A total of 2 FX5's will be more than enough filtration for a 220 gallon !


----------



## mike123 (Jul 17, 2006)

as long as you do reg water changes i dont see why you would need to drop another $200+ for a second fx5.


----------



## dalyhawk (Apr 30, 2007)

Like everyone has basically said.... go with the natrual look. It's not plain and wide open like a bare tank. I think it adds character and provides more of an amazon natural habitat.

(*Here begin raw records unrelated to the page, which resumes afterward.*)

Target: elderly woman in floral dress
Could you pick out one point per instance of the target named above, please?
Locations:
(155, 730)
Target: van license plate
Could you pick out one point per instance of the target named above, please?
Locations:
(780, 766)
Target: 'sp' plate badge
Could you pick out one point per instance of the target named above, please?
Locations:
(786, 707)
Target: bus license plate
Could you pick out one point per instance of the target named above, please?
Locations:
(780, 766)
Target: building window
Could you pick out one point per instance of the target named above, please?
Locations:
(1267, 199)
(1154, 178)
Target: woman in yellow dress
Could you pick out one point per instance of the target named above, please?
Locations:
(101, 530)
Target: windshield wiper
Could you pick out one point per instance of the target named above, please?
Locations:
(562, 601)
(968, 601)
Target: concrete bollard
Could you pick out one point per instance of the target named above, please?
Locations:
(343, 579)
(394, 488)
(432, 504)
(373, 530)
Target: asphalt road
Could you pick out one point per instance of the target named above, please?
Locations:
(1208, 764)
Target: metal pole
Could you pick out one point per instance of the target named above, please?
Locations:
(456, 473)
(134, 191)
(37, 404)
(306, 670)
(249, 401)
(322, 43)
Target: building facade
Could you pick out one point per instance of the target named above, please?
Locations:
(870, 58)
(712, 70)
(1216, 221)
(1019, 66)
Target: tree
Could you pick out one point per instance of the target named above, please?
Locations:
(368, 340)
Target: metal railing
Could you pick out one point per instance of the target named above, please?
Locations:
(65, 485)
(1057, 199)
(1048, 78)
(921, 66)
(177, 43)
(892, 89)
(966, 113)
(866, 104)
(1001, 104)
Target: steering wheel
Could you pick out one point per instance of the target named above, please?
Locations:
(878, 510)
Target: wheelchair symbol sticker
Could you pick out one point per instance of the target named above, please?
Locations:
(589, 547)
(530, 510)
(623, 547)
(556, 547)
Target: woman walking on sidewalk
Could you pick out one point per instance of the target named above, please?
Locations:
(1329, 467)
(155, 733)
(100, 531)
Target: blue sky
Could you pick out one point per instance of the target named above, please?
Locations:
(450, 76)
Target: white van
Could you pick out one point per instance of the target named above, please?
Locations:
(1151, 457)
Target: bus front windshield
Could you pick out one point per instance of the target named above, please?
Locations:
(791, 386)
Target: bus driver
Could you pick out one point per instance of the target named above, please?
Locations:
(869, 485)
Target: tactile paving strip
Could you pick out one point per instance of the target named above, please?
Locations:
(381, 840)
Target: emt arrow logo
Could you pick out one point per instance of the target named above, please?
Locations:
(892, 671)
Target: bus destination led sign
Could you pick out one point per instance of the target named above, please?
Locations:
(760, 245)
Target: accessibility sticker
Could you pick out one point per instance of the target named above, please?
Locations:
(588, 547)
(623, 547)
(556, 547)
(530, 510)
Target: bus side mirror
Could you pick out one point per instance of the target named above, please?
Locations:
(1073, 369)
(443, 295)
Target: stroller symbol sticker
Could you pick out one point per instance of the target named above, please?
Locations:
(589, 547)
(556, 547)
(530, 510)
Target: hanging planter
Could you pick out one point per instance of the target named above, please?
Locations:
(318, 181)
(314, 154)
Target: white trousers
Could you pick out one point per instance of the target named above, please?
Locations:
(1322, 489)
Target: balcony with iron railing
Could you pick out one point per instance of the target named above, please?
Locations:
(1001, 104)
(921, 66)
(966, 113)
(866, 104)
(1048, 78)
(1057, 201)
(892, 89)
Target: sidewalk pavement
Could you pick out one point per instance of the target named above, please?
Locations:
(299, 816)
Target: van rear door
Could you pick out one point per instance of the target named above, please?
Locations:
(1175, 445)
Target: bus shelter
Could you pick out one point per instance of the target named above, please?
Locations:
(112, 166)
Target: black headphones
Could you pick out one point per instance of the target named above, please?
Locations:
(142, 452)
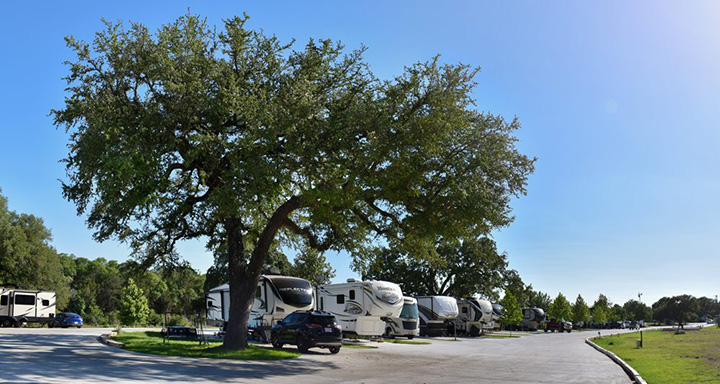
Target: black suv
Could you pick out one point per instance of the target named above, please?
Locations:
(306, 330)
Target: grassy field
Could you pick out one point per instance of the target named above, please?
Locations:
(669, 358)
(152, 342)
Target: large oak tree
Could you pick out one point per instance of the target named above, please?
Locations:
(238, 138)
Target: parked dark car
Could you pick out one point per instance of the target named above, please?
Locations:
(66, 319)
(308, 329)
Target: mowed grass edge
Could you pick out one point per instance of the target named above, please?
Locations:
(670, 358)
(152, 343)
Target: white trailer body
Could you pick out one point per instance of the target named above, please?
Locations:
(361, 307)
(408, 323)
(276, 297)
(436, 314)
(532, 319)
(20, 306)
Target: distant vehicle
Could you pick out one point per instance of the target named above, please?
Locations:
(66, 319)
(21, 306)
(408, 323)
(361, 307)
(473, 316)
(532, 319)
(436, 315)
(276, 296)
(558, 325)
(308, 329)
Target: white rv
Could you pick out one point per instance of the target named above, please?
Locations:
(474, 316)
(361, 307)
(21, 306)
(436, 315)
(408, 323)
(276, 297)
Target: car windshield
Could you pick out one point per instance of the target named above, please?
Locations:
(321, 320)
(293, 291)
(409, 311)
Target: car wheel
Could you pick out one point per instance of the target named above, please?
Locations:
(301, 344)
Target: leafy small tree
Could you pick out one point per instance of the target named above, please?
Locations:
(560, 308)
(133, 305)
(312, 265)
(599, 315)
(511, 312)
(581, 312)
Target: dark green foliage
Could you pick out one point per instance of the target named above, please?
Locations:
(461, 269)
(511, 312)
(188, 133)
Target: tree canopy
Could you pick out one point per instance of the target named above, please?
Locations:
(463, 269)
(238, 138)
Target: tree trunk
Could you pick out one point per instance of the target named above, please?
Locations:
(241, 295)
(244, 276)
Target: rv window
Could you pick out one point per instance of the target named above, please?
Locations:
(24, 300)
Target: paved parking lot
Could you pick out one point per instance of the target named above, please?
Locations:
(75, 355)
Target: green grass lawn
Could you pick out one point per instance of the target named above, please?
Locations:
(669, 358)
(152, 342)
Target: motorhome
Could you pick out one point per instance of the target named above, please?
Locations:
(408, 323)
(21, 306)
(473, 316)
(532, 319)
(276, 297)
(361, 307)
(436, 315)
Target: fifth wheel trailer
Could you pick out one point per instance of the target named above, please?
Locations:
(436, 315)
(361, 307)
(21, 306)
(276, 297)
(408, 323)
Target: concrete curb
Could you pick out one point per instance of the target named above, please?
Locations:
(632, 373)
(105, 339)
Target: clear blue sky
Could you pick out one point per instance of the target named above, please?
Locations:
(620, 102)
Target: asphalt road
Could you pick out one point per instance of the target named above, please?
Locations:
(74, 355)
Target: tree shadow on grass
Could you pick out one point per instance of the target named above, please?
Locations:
(81, 358)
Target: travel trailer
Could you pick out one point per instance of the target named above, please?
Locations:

Some people like a bare tank. Not me tho....


----------



## J-Lo (Feb 2, 2006)

I would forget the rhom and pickup some caribas or pirayas. Thats a lot of room just for 1 fish. It will just find a corner and sit there for years its like watching paint dry and if you look around the value of a rhom has droped. Everybody i mean everyone is trying to sell there's for Dirt Cheap


----------



## Moondemon (Dec 9, 2006)

J-Lo said:


> I would forget the rhom and pickup some caribas or pirayas. Thats a lot of room just for 1 fish. It will just find a corner and sit there for years its like watching paint dry and if you look around the value of a rhom has droped. Everybody i mean everyone is trying to sell there's for Dirt Cheap


Not true.. that depends on the fish.

I had a rhom in a 33 gallon tank... He did nothing all day, sitting in a corner. 
I bought him a 5 feet tank (120 gallon) and he's about 7.5'' long... You should see him swim in there... he's crazy about his new home !
He's like a different fish !


----------



## RBP7 (Oct 13, 2006)

thats funny imo a large rhom above 15+" shouldn't be held in nothing less than a 180gal. and those are my intentions to get a large rhom and if i cant find one that i like i will probably get some baby reds and caribie.


----------